Phase 2.4–2.5 — message-tree workflows

  • Conversation branching: fork from any assistant message into a sibling thread.
  • In-thread compare: render sibling variants side-by-side under the assistant bubble.

Phase 2.6–2.7 — context & prompts

  • Cross-platform RAG: semantic embedding via llama-embedding + cosine retrieval over local docs.
  • Prompt presets + variables: fill-form before "Use in Chat" so reusable prompts can take inputs.

Phase 2.8 — structured tool output

  • Tool call results render as table / code / markdown / image based on returned shape, not raw JSON.

Phase 2.10 — MCP client

  • Stdio JSON-RPC transport + tool adapter so any local MCP server is callable from chat. Provenance shown per tool result.

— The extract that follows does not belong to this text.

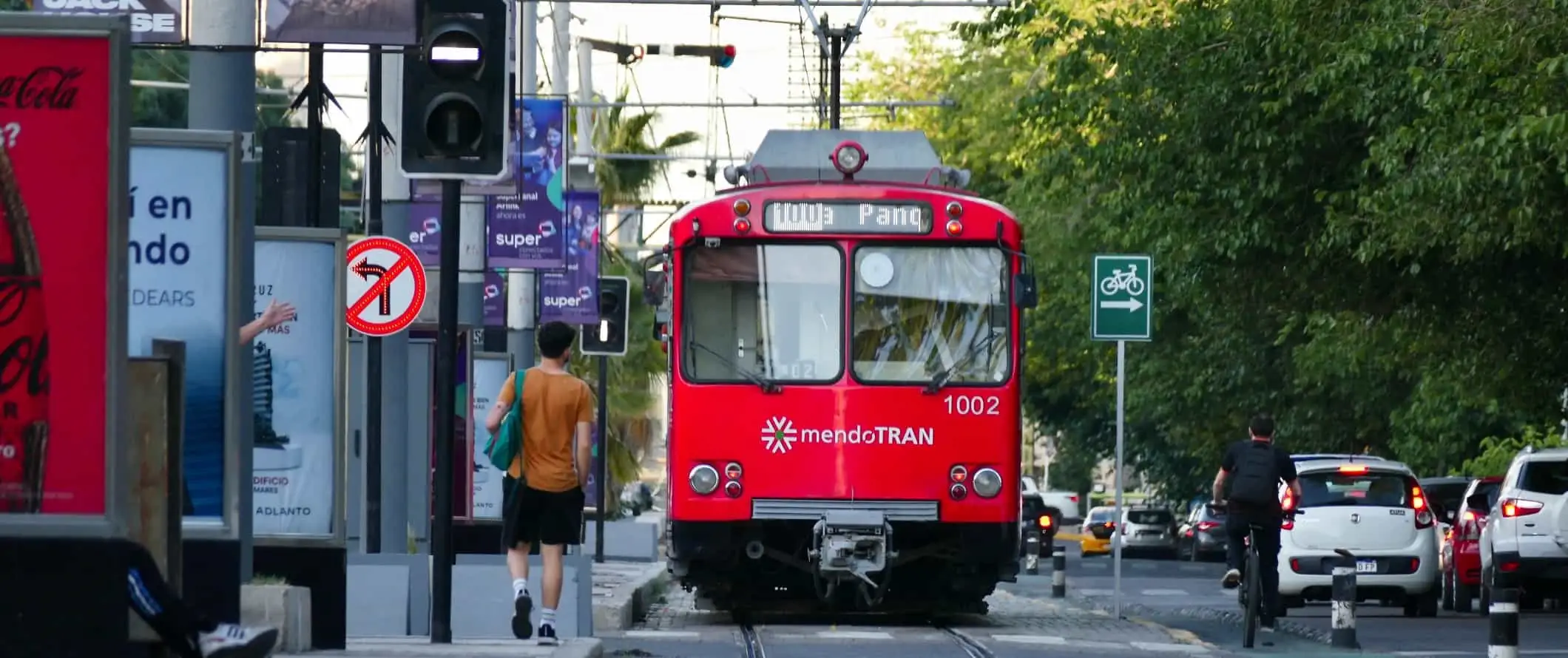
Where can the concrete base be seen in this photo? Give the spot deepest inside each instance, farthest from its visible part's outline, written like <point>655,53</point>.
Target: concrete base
<point>281,607</point>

Phase 2.11–2.12 — model-aware composer

  • Typed capability declarations (vision / tools / json_schema / reasoning) surface as badges in every model picker.
  • Composer auto-gating (e.g. attach-image button hidden when active model has no vision).
  • Mid-thread model swap with one-turn override (try a different model for a single response, then revert).

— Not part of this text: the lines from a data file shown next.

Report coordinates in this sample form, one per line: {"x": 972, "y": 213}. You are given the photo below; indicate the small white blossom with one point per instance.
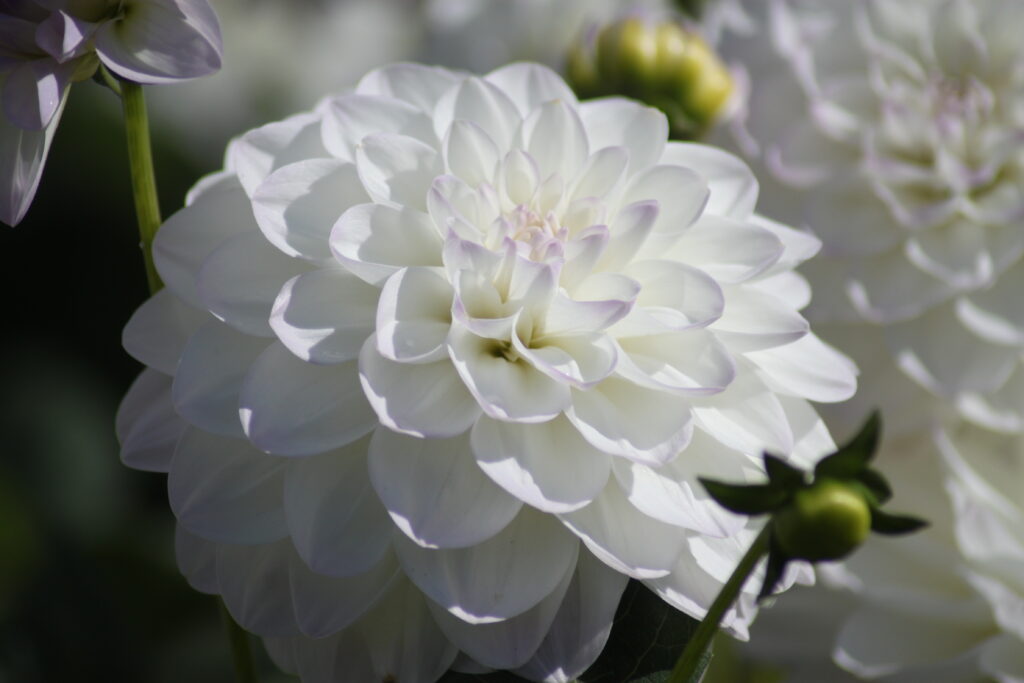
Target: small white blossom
{"x": 45, "y": 45}
{"x": 457, "y": 348}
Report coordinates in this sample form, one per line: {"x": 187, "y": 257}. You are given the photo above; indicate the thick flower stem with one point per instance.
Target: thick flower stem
{"x": 143, "y": 180}
{"x": 245, "y": 672}
{"x": 690, "y": 667}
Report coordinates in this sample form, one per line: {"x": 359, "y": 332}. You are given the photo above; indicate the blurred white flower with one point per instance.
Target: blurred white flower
{"x": 419, "y": 344}
{"x": 480, "y": 35}
{"x": 895, "y": 131}
{"x": 281, "y": 57}
{"x": 47, "y": 44}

Phase 2.13 — OpenAI-compatible server

  • Full sampler chain + embeddings parity. Apps that talk to /v1/chat/completions no longer lose advanced sampler params on the way through.

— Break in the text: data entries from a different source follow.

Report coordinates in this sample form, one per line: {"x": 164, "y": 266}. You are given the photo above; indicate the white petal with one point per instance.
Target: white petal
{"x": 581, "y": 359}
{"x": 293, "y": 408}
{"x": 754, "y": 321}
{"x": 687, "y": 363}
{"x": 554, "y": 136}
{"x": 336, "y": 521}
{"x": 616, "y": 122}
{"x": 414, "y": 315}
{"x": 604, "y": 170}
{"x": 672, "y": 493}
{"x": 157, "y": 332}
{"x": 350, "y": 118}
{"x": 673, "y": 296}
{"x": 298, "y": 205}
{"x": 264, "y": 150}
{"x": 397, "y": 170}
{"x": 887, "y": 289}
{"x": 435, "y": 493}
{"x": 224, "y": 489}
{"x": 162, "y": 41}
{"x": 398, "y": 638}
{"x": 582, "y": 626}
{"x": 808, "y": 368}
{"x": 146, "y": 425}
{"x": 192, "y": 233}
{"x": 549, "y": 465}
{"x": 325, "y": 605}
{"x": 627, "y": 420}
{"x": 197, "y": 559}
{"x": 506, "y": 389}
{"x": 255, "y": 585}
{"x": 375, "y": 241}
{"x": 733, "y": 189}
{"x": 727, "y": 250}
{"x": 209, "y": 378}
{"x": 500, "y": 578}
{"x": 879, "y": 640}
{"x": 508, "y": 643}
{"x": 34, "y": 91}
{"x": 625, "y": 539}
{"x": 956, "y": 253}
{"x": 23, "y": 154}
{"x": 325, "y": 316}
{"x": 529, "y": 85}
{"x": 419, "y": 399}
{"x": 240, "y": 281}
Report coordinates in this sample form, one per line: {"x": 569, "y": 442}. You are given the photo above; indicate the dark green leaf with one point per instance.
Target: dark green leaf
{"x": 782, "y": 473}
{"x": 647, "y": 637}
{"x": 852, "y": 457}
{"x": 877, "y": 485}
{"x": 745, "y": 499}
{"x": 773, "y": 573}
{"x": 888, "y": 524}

Phase 2.14 — catalog browser

  • VRAM-fit hints on every Discover variant card so you see at a glance what'll actually run on your machine.

Phase 3.x — substrate transparency

  • KV strategy chip in composer: per-turn cache override (native / chaosengine / rotorquant / turboquant / triattention) without touching launch settings.
  • DDTree accepted-token overlay: substrate truth view of which speculative draft tokens were accepted.
  • Logprobs viz (advanced-mode gated): per-message confidence summary, MLX logprobs streaming passthrough.
  • Substrate routing inspector: per-turn badge above the metrics row showing which engine + binary served the response.
  • Per-turn host strip: cross-platform perf telemetry (CPU / GPU / RAM / temp).
  • Delve mode: critic-pass on assistant messages.
  • Workspace knowledge stacks: shared RAG corpus across sessions.
  • Chat-template inspection: detect Gemma + ChatML quirks, llama.cpp chat-template fix.

Image generation

  • First Block Cache cross-platform diffusion cache hook (diffusers.hooks.apply_first_block_cache). Default threshold 0.12, ≈1.8× speedup on FLUX.1-dev with imperceptible drift. Replaces the per-model TeaCache vendoring deferral.
  • TaylorSeer / MagCache / PyramidAttentionBroadcast / FasterCache strategies wired against diffusers 0.38 native API.
  • SDXL VAE fp16 fix on MPS / CUDA — keeps SDXL on Apple Silicon in fp16 instead of the slow fp32 fallback.
  • Distill LoRA support — Hyper-SD-8step + Turbo-Alpha for FLUX.1-dev.
  • AYS (Align Your Steps) sampler for SD/SDXL.
  • CFG decay parity with the video runtime (opt-in cfgDecay field).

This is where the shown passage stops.